Os Brasileiros reclamam muita coisa. O samba? É deles. Um bruta dum Carnaval? É deles. O Melhor Jogador da Estória da bola? E-hem! Oi! Epá, até que pode ser, é deles, vá.

E o primeiro jogador playboy, que para além de ser craque com a redonda também era doidinho por ‘vamo fazer barulho poooorra!’ sem ela? É deles?…

Confere. Esqueçam Best, Maradona, o nosso Vítor Baptista, Gazza ou Balotelli. Heleno de Freitas viveu para jogar e quebrar pra valer!

 

Foi ídolo do Botafogo sem ter ganho um único caneco de jeito pelo clube. Estamos no Rio de Janeiro cinzentão de 1930 e picos e Heleno de Freitas é um nababito com jeito para jogar à bola que bota literalmente fogo a qualquer peça à sua volta: um colega de time, um técnico, uma planta que o xinga, um velho que passa assobiando, uma coquete que nem Português fala, um fósforo que precisa de ajuda para queimar como deve ser…

 

Soltamos uma ‘traila’ do filme para ficarem com uma ideia:

 

O PROTAGONISTA

Mais do que o jeitinho para jogar à bola que lhe valeu o lugar no coração dos adeptos do Futebol Brasileiro pré-Pelé, Heleno foi o génio imperfeito (passe o pleonasmo) para o tempo mais-que-perfeito: o Brasil de Getúlio era uma seca pegada, a Europa da 2ª Guerra também era uma cena que “a mim não me assiste” (e a ti também não, já agora!), o Futebol Brasileiro não ganhava porra nenhuma fora de portas (Heleno falhou Copas por motivos de ‘Todos Contra o Adolfo’) e havia ali cheiro de anti-herói, de alguém em constante procura e perda de si mesmo.

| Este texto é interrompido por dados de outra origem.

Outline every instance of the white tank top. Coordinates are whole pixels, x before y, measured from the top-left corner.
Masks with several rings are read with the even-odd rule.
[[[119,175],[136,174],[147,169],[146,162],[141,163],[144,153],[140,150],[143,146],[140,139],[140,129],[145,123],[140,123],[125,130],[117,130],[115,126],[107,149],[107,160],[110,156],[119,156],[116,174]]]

A personagem agarra logo quem começa a ver a cousa. Porque começa sem rodeios, logo ali, no olho do furacão: não vemos Heleno como guri, nem sequer ficamos com vontade de saber o quão difícil foi a sua infância ou a primeira vez que começou a dar toques no couro de olhos fechados. Este não é o Brasil do futebol de rua, é o Mundo de Heleno, sacou? ‘Senta o dedo na claquete e segue rodando!’.

 

O FILME

Vê-se bem porque larga a cor de personagens capazes do arco-íris em menos de um segundo: o Rio de Janeiro como nunca o vimos, um jogador da bola que funciona à base de constantes pontos de interrogação seguidos de histéricos manguitos, umas Heleno-Girls metidas ao barulho para aturar o louco andar da carruagem e… se bem nos lembramos, é mais ou menos isto.

 

Acreditem que funciona porque Rodrigo Santoro levou o papel e o homem mais a sério do que Heleno de Freitas alguma vez… se deixou levar.

 

 

 

Não sabemos sequer quantos títulos ganhou Heleno. Nem isso interessa.

O que podemos dizer é isto: caso existisse o troféu Malandro d’Or deveria ser imediatamente rebaptizado para… Heleno de Ouro.